RubenPadial's avatar
RubenPadial
Icon for Contributor rankContributor
10 months ago

Intel FPGA AI Sutie Inference Engine

Is there any official documentation on the DLA runtime or inference engine for managing the DLA from the ARM side? I need to develop a custom application for running inference, but so far, I’ve only found the dla_benchmark (main.cpp) and streaming_inference_app.cpp example files. There should be some documentation covering the SDK. The only documentation that i found related with is the Intel FPGA AI suite PCIe based design example https://www.intel.com/content/www/us/en/docs/programmable/768977/2024-3/fpga-runtime-plugin.html

From what I understand, the general inference workflow involves the following steps:

  1. Identify the hardware architecture
  2. Deploy the model
  3. Prepare the input data
  4. Send inference requests to the DLA
  5. Retrieve the output data

42 Replies

  • JohnT_Altera's avatar
    JohnT_Altera
    Icon for Regular Contributor rankRegular Contributor

    Hi,


    Can you share me with your code or step so that I can try duplicating the issue from my side?


  • JohnT_Altera's avatar
    JohnT_Altera
    Icon for Regular Contributor rankRegular Contributor

    Hi,


    You may make use of dla_benchmark apps and modfy from there. The new method should be as using "device_name.find("FPGA")"

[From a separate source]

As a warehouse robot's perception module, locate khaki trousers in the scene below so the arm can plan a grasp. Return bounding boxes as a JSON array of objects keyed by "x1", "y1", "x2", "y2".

    • RubenPadial's avatar
      RubenPadial
      Icon for Contributor rankContributor

      Hello @JohnT_Intel

      Taking dla_benchmark as an example, I get the following error:

      [ ERROR ]

      runtime/hps_packages/openvino/src/inference/src/ie_common.cpp:75
      runtime/plugin/src/dlia_infer_request.cpp:53 Number of inference requests exceed the maximum number of inference requests supported per instance 5

      I'm looping the inference request because I need to instantiate the DLA and continuously request inferences with new data. Each inference must be a single request, so I set nireq=1 and niter=1. Once an inference is finished, I request a new one with new input data.

      Therefore, I loop from step no. 9 to 11, obtaining the new input data before filling the blobs.

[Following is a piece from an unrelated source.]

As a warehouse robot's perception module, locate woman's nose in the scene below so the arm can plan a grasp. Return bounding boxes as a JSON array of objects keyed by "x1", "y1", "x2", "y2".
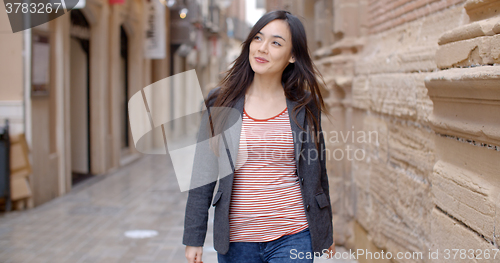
[{"x1": 258, "y1": 43, "x2": 267, "y2": 54}]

      Is this approach correct? I understand a real application needs to instantiate de DLA and keep filling input to compute the CNN oputput with new data.




  • JohnT_Altera's avatar
    JohnT_Altera
    Icon for Regular Contributor rankRegular Contributor

    Hi Ruben,


    Currently the only documentation is from the OpenVINO tools. When you are using HETERO:FPGA, CPU then the OpenVINO will try the AI in FPGA whenever it is possible and if it is not possible then the layer will be performed in CPU side. The OpenVINO will automatically communicate with the FPGA MMD driver


    Let me know if you have further queries on this or you need any help on this.


    • RubenPadial's avatar
      RubenPadial
      Icon for Contributor rankContributor

      Hello @JohnT_Intel ,

      But when I use "GetAvailableDevices()" method I only get CPU as available device. There should be something I missed.
      Form my point of view, there some points to be clarified from the Intel/Altera side to use OpenVINO tool in FPGA devices with FPGA AI Suite.

  • JohnT_Altera's avatar
    JohnT_Altera
    Icon for Regular Contributor rankRegular Contributor

    Hi Ruben,


    Currently we do not have any document publish. Let me check internally if we have any documentation to share out.

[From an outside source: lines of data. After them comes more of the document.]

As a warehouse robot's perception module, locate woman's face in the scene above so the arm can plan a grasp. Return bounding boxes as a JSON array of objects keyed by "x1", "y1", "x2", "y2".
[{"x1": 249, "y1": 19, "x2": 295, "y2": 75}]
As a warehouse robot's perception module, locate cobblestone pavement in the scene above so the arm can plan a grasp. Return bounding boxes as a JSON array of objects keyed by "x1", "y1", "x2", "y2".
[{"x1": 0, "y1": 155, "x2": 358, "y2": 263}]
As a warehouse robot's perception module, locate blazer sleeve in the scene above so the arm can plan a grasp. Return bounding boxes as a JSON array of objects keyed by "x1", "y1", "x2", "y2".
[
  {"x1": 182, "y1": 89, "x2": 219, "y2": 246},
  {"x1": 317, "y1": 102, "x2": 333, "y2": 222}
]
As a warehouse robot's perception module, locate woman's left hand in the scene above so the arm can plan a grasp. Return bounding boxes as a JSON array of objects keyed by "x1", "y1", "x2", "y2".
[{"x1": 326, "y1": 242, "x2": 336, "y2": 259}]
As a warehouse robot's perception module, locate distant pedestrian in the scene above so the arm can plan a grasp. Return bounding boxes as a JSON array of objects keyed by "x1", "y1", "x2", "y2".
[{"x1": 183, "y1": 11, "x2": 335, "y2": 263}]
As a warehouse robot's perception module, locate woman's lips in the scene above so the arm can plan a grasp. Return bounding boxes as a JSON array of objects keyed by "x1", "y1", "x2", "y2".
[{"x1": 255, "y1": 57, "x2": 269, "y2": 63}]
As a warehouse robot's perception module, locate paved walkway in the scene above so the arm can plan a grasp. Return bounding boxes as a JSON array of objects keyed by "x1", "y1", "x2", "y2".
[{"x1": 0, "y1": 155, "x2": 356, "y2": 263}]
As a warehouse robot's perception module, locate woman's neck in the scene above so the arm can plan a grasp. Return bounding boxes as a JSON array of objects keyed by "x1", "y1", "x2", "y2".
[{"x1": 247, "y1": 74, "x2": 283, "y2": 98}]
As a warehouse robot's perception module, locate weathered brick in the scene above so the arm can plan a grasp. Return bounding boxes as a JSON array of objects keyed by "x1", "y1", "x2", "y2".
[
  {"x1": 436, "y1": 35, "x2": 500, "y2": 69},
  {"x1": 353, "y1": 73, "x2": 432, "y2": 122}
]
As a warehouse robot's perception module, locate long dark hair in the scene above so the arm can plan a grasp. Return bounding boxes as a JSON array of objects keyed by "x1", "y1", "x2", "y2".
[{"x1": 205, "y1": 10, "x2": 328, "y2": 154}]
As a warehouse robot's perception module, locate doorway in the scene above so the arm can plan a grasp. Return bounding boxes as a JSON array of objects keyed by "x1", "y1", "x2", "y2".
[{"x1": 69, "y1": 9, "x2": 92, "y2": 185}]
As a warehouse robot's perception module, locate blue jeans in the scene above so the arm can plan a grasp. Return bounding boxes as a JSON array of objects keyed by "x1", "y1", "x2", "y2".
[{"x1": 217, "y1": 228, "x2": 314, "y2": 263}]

    • RubenPadial's avatar
      RubenPadial
      Icon for Contributor rankContributor

      Hello @JohnT_Intel ,

      I know both example applications are based on OpenVINO runtime but I cannot find anything about FPGA and HETERO plugin to make inferences in HETERO:FPGA,CPU mode. This is the documentation I found https://docs.openvino.ai/archives/index.html

      I will very helpful any official documentation from Intel side to make Intel FPGA AI suite really useful.